ABSTRACT

This chapter explores the particular forms of care, attention and attachment – the quiet politics – that the young refugees experience in humanitarian spaces, and with what consequences. The young Syrians and Iraqis spend a good part of their daily lives connected to the protected activities that take place in these spaces, and their ethical and political commitments are the grounds on which they constitute their moral and political selves. Our account draws on formal interviews with humanitarian carers and managers, as well as observational data, information conversations and engagements with the staff and young refugees at all three partner organisations.

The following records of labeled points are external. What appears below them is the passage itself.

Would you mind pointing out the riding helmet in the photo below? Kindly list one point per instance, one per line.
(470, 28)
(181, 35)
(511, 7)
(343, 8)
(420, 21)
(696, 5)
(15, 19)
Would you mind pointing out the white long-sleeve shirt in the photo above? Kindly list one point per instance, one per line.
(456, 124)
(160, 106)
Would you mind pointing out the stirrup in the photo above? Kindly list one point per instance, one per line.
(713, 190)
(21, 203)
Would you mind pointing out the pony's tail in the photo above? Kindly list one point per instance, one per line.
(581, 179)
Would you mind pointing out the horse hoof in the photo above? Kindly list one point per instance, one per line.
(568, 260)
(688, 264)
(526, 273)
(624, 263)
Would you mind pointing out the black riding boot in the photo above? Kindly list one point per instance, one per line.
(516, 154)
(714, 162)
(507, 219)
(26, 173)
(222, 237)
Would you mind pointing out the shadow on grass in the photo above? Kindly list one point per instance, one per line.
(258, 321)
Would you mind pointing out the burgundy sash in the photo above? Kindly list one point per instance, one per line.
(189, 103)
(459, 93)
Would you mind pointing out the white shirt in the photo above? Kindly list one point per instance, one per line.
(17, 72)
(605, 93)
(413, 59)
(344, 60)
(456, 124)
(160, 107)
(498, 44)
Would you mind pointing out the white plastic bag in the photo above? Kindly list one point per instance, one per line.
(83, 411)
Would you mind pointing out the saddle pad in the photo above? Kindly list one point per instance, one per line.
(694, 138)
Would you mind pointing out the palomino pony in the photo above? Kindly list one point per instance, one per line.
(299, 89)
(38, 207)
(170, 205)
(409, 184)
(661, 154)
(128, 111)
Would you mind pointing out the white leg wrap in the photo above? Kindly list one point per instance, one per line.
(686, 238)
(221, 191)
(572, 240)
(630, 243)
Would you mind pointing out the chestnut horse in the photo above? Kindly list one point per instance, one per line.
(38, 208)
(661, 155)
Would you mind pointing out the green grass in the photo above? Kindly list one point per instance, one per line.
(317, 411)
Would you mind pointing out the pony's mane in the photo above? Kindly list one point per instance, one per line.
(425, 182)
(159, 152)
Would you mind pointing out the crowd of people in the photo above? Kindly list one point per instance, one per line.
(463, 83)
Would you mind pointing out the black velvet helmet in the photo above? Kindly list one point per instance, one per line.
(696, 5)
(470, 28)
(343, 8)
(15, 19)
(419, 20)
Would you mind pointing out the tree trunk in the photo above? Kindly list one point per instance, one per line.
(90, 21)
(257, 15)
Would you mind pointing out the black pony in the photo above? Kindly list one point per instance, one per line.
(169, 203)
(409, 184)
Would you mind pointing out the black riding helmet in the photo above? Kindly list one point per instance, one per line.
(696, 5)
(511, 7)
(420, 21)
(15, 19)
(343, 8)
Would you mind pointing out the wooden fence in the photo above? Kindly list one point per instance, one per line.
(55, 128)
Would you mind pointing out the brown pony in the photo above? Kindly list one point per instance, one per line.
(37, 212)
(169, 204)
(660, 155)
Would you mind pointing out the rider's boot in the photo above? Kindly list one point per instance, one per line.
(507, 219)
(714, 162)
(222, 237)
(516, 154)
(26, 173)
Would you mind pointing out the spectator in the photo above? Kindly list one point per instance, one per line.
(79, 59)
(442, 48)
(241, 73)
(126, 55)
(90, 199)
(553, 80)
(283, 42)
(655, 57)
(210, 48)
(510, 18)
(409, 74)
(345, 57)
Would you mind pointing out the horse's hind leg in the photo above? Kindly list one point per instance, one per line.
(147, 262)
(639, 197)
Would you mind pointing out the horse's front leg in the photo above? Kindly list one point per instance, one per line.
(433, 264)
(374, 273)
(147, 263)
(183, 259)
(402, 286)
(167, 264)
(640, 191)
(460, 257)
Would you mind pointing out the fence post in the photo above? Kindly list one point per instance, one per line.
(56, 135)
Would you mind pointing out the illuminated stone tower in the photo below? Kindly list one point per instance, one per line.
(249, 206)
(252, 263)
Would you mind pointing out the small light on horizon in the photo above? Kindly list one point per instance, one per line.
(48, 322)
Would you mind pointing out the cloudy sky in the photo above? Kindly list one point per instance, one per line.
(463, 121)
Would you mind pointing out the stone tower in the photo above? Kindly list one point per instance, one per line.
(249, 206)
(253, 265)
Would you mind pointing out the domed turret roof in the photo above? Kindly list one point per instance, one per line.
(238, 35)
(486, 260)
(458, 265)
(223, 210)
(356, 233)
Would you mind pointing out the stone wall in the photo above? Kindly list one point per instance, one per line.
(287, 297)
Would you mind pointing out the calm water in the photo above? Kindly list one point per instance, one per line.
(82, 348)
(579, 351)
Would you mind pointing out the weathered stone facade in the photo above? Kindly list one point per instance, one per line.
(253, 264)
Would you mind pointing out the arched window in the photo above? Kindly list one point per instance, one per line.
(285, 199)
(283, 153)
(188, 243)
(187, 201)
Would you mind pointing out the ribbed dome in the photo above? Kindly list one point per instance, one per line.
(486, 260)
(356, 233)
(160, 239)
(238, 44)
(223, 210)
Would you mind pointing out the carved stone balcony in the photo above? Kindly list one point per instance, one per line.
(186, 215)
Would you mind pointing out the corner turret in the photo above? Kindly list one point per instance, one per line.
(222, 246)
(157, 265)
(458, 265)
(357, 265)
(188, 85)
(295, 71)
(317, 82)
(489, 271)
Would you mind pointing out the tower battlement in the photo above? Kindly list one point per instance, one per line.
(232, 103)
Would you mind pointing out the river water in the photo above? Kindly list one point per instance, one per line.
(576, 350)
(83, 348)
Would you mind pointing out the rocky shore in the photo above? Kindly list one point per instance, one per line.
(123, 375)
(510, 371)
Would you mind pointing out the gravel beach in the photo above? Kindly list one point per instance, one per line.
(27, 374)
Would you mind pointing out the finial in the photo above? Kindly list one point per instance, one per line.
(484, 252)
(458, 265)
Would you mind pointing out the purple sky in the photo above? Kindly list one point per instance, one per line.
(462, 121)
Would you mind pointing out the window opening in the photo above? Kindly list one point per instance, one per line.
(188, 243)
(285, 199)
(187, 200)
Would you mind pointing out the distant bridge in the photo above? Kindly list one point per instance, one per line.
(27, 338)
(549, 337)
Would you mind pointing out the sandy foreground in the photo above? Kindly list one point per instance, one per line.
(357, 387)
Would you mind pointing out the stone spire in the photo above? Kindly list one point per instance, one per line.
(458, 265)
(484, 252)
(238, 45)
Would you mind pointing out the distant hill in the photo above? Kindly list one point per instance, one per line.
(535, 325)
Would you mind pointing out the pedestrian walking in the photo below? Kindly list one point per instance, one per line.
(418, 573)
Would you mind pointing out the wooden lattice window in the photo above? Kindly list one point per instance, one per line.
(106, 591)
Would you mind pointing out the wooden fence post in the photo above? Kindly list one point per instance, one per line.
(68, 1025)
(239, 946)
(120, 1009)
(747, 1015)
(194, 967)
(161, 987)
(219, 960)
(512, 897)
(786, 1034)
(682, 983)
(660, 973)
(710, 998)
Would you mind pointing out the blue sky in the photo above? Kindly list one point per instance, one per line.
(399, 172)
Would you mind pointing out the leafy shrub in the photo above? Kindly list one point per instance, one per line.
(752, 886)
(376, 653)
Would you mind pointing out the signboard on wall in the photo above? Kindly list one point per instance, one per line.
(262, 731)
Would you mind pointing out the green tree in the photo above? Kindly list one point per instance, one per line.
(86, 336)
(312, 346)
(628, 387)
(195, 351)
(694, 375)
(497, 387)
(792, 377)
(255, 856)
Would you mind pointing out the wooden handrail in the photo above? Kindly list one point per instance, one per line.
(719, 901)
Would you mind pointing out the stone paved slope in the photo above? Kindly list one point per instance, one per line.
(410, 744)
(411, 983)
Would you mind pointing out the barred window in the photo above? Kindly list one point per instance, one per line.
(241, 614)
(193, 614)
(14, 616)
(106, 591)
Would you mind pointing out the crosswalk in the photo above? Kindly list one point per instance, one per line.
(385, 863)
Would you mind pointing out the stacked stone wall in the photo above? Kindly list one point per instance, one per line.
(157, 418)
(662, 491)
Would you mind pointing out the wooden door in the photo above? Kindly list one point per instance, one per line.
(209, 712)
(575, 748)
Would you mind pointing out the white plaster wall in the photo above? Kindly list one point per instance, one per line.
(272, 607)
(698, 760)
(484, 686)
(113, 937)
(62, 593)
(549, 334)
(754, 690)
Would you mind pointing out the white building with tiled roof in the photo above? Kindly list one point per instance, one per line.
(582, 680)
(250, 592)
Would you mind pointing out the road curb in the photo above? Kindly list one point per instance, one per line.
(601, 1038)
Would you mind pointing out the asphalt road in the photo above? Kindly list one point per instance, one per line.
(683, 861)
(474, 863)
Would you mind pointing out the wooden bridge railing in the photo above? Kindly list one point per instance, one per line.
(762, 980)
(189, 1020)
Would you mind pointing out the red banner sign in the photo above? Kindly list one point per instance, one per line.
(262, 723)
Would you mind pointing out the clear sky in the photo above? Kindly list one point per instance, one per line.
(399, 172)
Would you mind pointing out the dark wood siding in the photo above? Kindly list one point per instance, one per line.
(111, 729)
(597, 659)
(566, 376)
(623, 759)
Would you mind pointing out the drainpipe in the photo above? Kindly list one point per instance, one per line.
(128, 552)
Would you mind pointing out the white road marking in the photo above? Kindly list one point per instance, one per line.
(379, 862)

These humanitarian spaces anchor how the young refugees orient themselves – often as rights-bearing subjects and occasionally as racialised Syrians and Iraqis. As such, refugee humanitarianism can produce subjects as well as enable agential claims to subjecthood. Humanitarian spaces form unique and defining social worlds, in other words. This chapter thus asks: what constitutions of subjectivities and subjecthood does quotidian life under humanitarian care open up? Can we see a kind of quiet, ordinary politics taking place, and can we think about the caregiving encounters as constituting a kind of political and civic engagement? The picture that emerges is one in which these humanitarian organisations become unique places of civic engagement and encounter in the city. They are experienced by the young refugees as culturally safe spaces characterised by kindnesses and civilities and demands to treat and be treated with decency. Sometimes, however, the caregivers see the young Syrians and Iraqis as vulnerable yet resilient children in need of the generic care and protections that all childhoods require, and so caregiving can struggle to articulate and address those distinctive experiences of alterity that inhere in everyday, lived refugeedom.